Ternyata Javi membawa Elina ke restaurant yang berada di pinggir sungai thames. Indah, itu kata yang diucapkan pelan oleh Elina. Tak disangkat Javi membawa Elina ke sana. Sepanjang perjalanan dan ketika ia sampai disana, dia selalu tersenyum.
“Wow, so beautiful..”
“Yes, it's like you, beautiful tonight.” senyum Javi sambil memandang Elina. Elina tersipu malu.
“Come on, we must enter the restaurant.” lanjut Javi.
“Okay..”
Mereka masuk. Javi membantu Elina duduk dengan menarik bangku untuk Elina. Sangat romantis. Diiringi musik dari seseorang yang bermain piano. Orang itu memainkan lagu klasik. Elina duduk berhadapan dengan Javi. Di tempat duduk itu Elina hanya diam tak percaya dengan kencannya itu. Dia harus bercerita dengan Lisa dan Liam pada saat kuliah nanti. “Pasti mereka kaget.” pikir Elina.
“Gimana ? Keren gak ?” tanya Javi membuka pembicaraan, sembari menunggu pesanan mereka datang.
“Apanya ni yang keren ?” tanya Elina balik.
“Semuanya ?”
“Hmm, Honestly, it's amazing..”
“Hahaha, seneng gak ? Eh, aku pengen tanya deh sama kamu..”

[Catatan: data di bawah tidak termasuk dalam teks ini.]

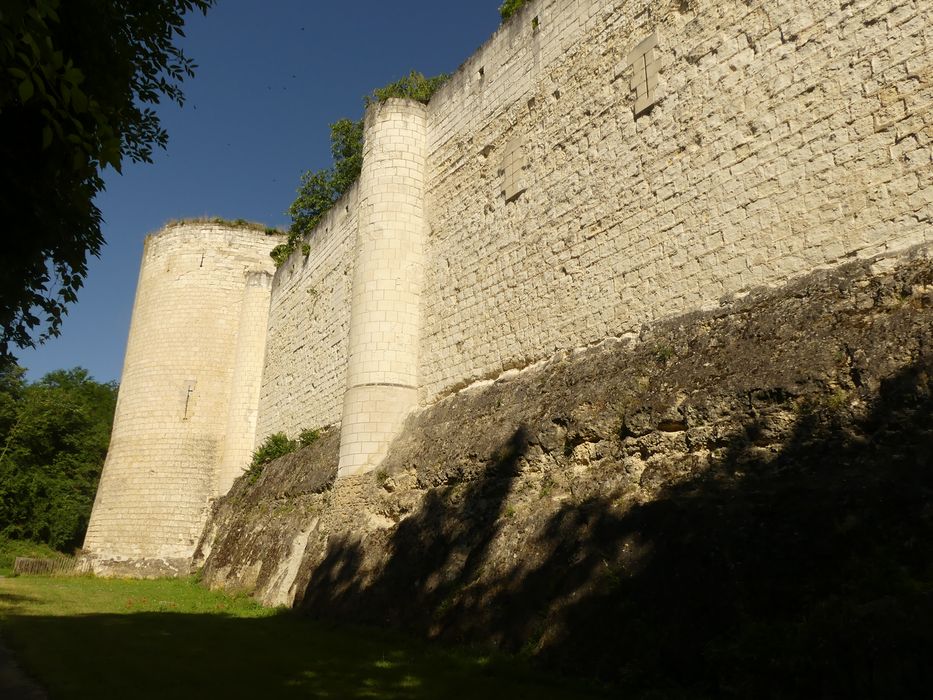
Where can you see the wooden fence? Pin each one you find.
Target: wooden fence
(63, 566)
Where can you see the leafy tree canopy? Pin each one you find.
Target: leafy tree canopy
(54, 435)
(510, 7)
(78, 80)
(320, 189)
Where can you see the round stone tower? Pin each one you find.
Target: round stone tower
(382, 369)
(186, 411)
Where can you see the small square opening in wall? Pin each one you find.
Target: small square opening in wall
(644, 64)
(513, 166)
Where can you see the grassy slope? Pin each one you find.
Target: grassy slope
(87, 637)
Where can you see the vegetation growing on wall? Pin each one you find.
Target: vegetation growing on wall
(510, 7)
(231, 223)
(54, 435)
(320, 189)
(278, 445)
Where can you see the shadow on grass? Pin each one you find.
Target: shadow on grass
(803, 572)
(159, 655)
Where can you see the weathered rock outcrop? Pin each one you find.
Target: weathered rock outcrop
(737, 502)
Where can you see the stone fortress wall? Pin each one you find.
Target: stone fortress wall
(598, 164)
(187, 406)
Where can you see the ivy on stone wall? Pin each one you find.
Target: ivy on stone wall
(320, 189)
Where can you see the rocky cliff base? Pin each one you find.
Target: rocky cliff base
(734, 503)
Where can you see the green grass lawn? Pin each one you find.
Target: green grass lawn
(10, 549)
(86, 637)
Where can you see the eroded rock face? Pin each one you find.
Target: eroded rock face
(732, 502)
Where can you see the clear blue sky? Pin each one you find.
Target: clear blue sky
(272, 75)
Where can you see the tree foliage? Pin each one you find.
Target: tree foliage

“Seneng banget. Mau tanya apa ?”
“Liam itu siapa kamu sih sebenarnya ? Kok kayaknya kamu deket banget sama dia, or you and him have a special relationship ?” kata Javi sedikit berbisik.
“Oww, dia no, we're just friends, no more. Maybe, we're too close.. kemana – mana bareng, tapi sebenarnya kita emang berbaur kok sama yang lain.” jelas Elina.
“Oww, gitu, kalo Lisa, eh lisa itu ketutup banget ya kayaknya, tapi iya gak sih kalo dia itu di dandanin pasti cantik.” Elina bingung dengan spekulasi Javi. Perasaan Elina tak enak.
“Hahaha, it's true, cuma dia agak pemalu aja, dia pernah bilang, dia tuh kalo di kelas katanya sendirian aja, makanya aku juga bingung, kalo dia itu kerja kelompok, kerja kelompok sama siapa ?”
“Iya, tuh betul juga.. Eh iya, kamu tahu gak lagu Breakeven dari band The Script ?”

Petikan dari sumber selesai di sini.